The 'CEO of the product' metaphor is misleading because product managers lack direct authority. A better analogy is 'the glue.' The PM's role is to connect different functions—engineering, sales, marketing—with strategy, data, and user problems to ensure the team works cohesively towards a shared goal.

Being product-led is not about specific tactics, but about prioritizing customer outcomes. This focus on creating happy customers naturally drives revenue and growth, making the approach universally beneficial for any business seeking long-term success.

The most critical skill gaps for product managers are not technical but relational and financial. The inability to make a compelling business case to diverse audiences and to move from a cost-only to a full profit-and-loss mindset are primary reasons for failure in the role.
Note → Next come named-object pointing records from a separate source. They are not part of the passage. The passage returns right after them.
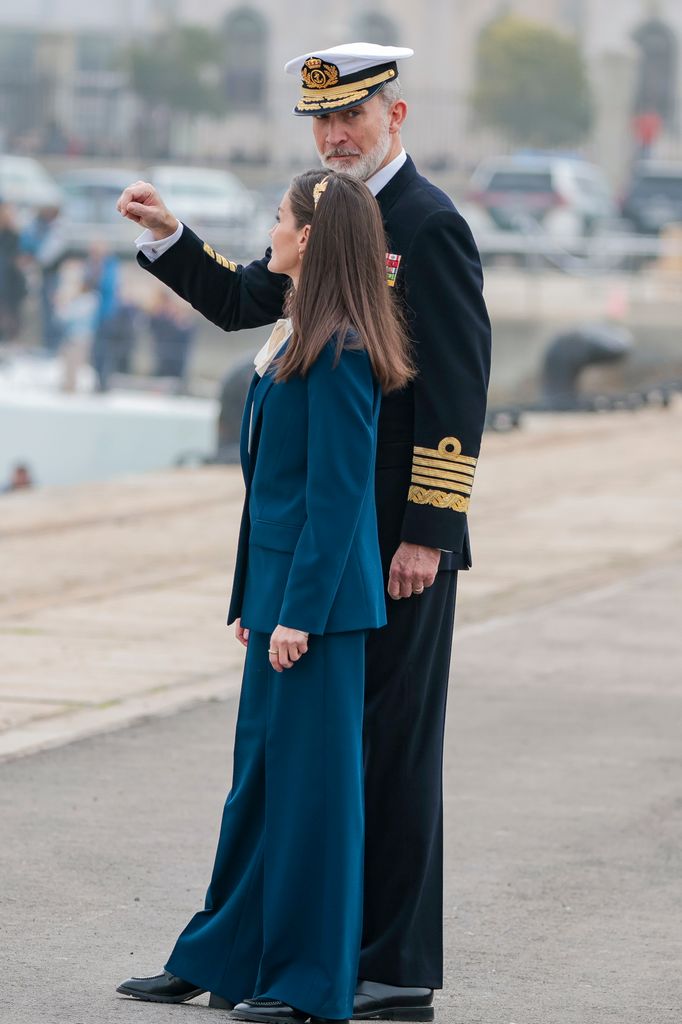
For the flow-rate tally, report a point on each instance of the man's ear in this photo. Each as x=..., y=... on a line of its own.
x=397, y=115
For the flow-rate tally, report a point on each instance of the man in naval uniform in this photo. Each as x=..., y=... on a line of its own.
x=429, y=438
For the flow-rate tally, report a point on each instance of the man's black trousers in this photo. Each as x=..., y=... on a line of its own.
x=407, y=671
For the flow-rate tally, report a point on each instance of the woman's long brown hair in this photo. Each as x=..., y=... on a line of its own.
x=342, y=284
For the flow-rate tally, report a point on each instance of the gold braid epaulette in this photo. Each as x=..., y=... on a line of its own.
x=441, y=477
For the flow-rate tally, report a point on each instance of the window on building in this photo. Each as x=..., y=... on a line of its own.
x=376, y=29
x=246, y=59
x=95, y=52
x=657, y=70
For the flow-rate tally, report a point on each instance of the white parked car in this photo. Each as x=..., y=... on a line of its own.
x=565, y=196
x=90, y=217
x=205, y=198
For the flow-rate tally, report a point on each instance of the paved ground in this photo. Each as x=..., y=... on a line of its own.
x=563, y=824
x=113, y=596
x=562, y=775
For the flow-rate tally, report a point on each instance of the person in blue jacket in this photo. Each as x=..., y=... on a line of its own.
x=281, y=931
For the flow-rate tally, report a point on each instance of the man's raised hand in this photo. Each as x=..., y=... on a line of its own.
x=140, y=202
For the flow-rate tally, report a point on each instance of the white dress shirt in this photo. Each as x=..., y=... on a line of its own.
x=154, y=248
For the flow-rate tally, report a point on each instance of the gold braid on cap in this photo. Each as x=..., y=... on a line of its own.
x=318, y=189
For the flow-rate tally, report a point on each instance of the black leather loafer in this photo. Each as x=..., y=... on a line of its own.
x=274, y=1012
x=375, y=1000
x=270, y=1011
x=161, y=988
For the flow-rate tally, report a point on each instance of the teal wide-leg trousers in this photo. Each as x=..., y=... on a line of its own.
x=283, y=913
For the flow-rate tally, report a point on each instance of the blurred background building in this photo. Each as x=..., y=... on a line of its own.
x=554, y=125
x=72, y=75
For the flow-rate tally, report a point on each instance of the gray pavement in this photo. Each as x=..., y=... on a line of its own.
x=563, y=829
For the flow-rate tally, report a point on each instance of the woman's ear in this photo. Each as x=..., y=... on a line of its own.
x=303, y=239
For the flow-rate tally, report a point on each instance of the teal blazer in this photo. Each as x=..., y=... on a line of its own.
x=308, y=549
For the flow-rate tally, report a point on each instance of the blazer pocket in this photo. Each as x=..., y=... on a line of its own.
x=275, y=536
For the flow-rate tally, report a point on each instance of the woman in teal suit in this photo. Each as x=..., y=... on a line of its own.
x=281, y=930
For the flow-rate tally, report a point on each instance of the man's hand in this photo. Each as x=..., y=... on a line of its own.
x=287, y=646
x=413, y=569
x=242, y=633
x=140, y=202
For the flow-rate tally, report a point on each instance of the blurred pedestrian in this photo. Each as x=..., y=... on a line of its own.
x=19, y=479
x=44, y=241
x=172, y=327
x=114, y=333
x=77, y=320
x=12, y=281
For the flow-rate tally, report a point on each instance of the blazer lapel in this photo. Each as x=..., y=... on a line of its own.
x=392, y=189
x=262, y=386
x=246, y=427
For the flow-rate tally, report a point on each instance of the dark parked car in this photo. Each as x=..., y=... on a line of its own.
x=654, y=198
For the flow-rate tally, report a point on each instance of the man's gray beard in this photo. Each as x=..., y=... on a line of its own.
x=367, y=164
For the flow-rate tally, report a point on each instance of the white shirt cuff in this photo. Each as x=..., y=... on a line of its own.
x=154, y=248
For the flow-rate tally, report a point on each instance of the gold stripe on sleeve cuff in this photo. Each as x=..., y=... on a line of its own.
x=220, y=260
x=437, y=499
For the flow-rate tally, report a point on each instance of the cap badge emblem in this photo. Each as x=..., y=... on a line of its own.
x=317, y=75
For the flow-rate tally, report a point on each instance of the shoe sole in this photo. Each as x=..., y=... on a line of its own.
x=144, y=997
x=396, y=1014
x=242, y=1015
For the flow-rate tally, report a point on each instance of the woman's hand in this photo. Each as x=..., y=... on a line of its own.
x=241, y=633
x=287, y=646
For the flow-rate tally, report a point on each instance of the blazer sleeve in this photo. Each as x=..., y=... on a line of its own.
x=341, y=445
x=452, y=332
x=229, y=295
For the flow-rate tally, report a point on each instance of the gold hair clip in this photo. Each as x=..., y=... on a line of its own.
x=318, y=189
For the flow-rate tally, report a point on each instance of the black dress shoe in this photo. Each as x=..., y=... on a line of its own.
x=391, y=1003
x=161, y=988
x=274, y=1012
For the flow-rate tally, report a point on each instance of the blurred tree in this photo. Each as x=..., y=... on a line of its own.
x=175, y=73
x=531, y=83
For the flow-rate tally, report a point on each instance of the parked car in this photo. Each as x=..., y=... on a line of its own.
x=208, y=200
x=27, y=185
x=89, y=209
x=653, y=198
x=566, y=196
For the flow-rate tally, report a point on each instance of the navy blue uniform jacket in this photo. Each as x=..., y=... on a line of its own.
x=308, y=549
x=429, y=433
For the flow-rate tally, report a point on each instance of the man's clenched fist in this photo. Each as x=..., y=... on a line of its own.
x=140, y=202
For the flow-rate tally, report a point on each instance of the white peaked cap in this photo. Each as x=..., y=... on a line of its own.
x=351, y=57
x=344, y=76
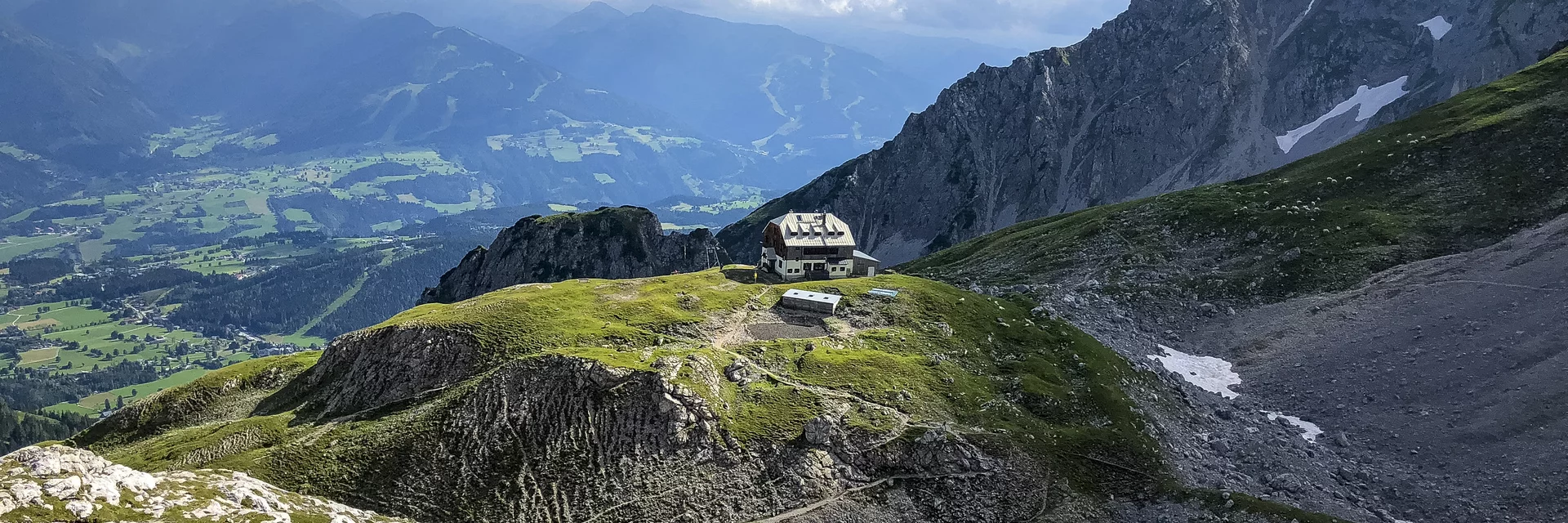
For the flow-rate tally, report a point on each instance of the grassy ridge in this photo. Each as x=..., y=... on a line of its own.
x=1452, y=178
x=940, y=355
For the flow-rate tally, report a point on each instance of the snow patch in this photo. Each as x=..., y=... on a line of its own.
x=1370, y=101
x=1438, y=27
x=1211, y=374
x=1312, y=429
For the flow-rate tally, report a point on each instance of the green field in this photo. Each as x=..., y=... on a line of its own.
x=96, y=401
x=91, y=330
x=20, y=245
x=229, y=201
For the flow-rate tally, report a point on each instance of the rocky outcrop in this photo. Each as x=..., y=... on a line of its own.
x=61, y=482
x=1167, y=96
x=647, y=401
x=620, y=242
x=1399, y=296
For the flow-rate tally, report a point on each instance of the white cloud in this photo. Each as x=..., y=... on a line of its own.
x=1019, y=24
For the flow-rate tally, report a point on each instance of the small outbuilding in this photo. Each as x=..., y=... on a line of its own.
x=814, y=302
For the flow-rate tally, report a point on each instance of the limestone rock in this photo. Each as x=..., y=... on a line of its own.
x=620, y=242
x=206, y=494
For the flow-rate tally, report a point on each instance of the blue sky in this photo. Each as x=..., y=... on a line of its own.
x=1018, y=24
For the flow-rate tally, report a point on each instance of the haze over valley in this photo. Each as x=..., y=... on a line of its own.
x=783, y=262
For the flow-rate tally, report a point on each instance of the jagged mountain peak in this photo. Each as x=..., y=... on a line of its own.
x=1220, y=90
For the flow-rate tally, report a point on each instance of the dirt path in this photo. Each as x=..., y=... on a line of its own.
x=731, y=333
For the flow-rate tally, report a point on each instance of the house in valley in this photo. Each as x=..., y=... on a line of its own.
x=813, y=245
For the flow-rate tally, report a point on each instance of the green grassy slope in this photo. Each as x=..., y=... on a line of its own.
x=1448, y=180
x=933, y=357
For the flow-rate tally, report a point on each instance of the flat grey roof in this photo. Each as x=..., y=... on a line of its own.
x=817, y=297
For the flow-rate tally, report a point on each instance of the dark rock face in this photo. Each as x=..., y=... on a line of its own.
x=1169, y=96
x=615, y=244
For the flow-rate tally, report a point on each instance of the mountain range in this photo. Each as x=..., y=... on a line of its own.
x=940, y=404
x=1401, y=293
x=804, y=104
x=1218, y=90
x=65, y=115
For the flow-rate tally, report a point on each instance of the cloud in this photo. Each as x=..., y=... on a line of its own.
x=1022, y=24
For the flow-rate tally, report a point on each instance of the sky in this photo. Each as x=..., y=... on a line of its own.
x=1017, y=24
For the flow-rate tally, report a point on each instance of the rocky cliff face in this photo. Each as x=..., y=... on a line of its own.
x=1167, y=96
x=66, y=484
x=684, y=398
x=621, y=242
x=1401, y=294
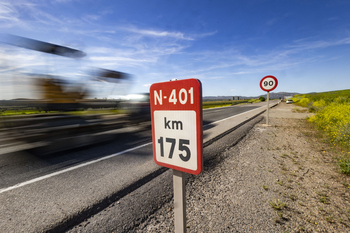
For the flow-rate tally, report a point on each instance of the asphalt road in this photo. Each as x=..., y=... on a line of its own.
x=52, y=193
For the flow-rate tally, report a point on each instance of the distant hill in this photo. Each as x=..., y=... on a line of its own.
x=272, y=96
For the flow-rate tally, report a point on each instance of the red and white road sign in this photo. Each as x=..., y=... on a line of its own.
x=177, y=132
x=268, y=83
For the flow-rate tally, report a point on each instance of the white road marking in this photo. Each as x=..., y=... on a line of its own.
x=70, y=169
x=96, y=161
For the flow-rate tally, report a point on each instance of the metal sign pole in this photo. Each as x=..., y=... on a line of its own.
x=179, y=201
x=267, y=111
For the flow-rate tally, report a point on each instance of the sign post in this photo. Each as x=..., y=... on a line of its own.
x=268, y=83
x=177, y=134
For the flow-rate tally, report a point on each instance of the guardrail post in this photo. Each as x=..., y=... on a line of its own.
x=179, y=201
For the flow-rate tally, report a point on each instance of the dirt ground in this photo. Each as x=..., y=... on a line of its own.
x=279, y=178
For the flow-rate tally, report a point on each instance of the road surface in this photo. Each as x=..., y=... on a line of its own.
x=55, y=192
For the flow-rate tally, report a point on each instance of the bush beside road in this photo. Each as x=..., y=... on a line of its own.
x=281, y=178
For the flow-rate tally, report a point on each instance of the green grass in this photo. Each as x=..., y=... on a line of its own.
x=332, y=119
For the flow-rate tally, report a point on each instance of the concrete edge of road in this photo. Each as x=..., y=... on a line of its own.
x=104, y=203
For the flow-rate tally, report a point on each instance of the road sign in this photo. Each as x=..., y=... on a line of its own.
x=177, y=133
x=268, y=83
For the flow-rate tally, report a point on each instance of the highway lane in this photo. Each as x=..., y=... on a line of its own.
x=68, y=185
x=21, y=166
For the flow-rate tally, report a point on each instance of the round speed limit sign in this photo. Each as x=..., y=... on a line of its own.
x=268, y=83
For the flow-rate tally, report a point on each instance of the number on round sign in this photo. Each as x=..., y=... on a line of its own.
x=268, y=83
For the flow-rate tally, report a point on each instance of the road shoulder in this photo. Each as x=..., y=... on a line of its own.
x=277, y=179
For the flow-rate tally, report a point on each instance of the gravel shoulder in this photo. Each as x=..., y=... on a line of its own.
x=279, y=178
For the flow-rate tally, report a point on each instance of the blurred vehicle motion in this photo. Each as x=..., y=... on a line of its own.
x=66, y=117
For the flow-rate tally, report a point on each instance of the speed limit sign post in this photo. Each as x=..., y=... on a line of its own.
x=177, y=134
x=268, y=83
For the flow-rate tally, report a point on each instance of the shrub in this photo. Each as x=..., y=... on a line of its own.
x=334, y=120
x=262, y=98
x=304, y=102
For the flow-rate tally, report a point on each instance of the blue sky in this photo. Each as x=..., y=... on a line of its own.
x=228, y=45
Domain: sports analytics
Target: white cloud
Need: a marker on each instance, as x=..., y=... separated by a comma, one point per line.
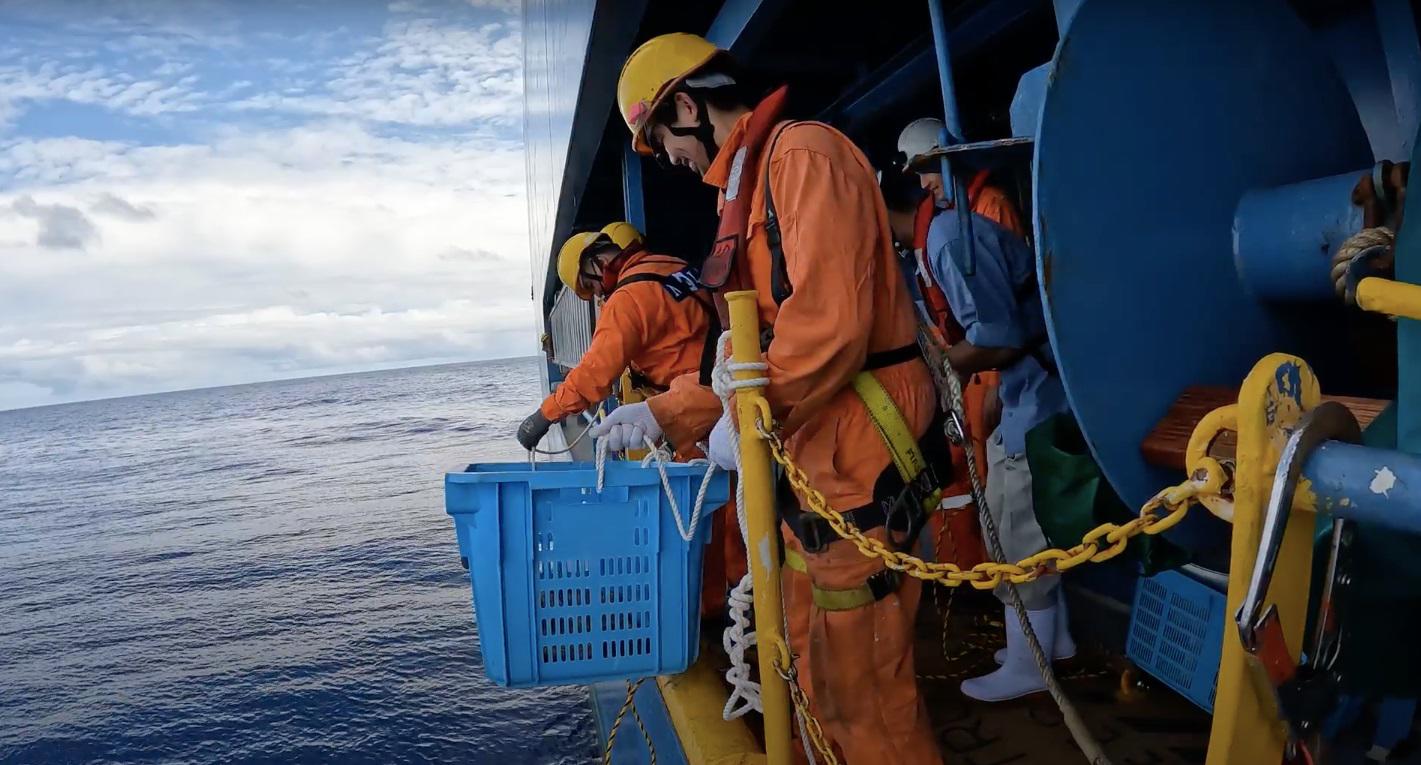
x=246, y=252
x=58, y=226
x=91, y=84
x=263, y=255
x=506, y=6
x=421, y=73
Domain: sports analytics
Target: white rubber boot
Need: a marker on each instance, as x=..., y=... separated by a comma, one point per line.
x=1018, y=674
x=1065, y=646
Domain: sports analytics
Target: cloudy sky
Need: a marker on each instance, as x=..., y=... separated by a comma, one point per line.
x=225, y=191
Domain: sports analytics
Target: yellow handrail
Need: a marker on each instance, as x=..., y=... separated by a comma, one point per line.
x=763, y=543
x=1390, y=297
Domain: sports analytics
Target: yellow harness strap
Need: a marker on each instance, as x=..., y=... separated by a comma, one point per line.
x=831, y=600
x=895, y=432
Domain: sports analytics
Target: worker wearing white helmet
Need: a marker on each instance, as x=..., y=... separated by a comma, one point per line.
x=921, y=150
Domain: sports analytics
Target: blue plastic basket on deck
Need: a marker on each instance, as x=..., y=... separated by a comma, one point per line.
x=576, y=586
x=1177, y=634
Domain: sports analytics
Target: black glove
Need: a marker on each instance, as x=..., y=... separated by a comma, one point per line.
x=533, y=430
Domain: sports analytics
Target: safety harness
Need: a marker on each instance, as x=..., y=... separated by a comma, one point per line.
x=679, y=285
x=903, y=495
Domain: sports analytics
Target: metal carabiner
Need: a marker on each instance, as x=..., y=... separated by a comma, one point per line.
x=1329, y=421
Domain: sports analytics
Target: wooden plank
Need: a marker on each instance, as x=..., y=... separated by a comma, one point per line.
x=1167, y=442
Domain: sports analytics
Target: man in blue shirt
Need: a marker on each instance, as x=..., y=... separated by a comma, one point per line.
x=992, y=295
Creating products customers love is only half the battle. Product leaders must also demonstrate and clearly communicate the product's business impact. This ability to speak to financial outcomes is crucial for getting project approval and necessary budget.

According to former CEO Ben Clark, a product manager's most crucial "emotional job to be done" is to help the CEO feel they have a partner in growth. Frame conversations not around features, but around how the product strategy directly contributes to the company's growth targets, creating alignment and a sense of shared purpose.

Great PMs excel by understanding and influencing human behavior. This "people sense" applies to both discerning customer needs to build the right product and to aligning internal teams to bring that vision to life. Every aspect, from product-market fit to go-to-market strategy, ultimately hinges on understanding people.

To create transformational enterprise solutions, focus on the core problems of the key buyers, not just the feature requests of technical users. For healthcare payers, this meant solving strategic issues like care management and risk management, which led to stickier, higher-value products than simply delivering another tool.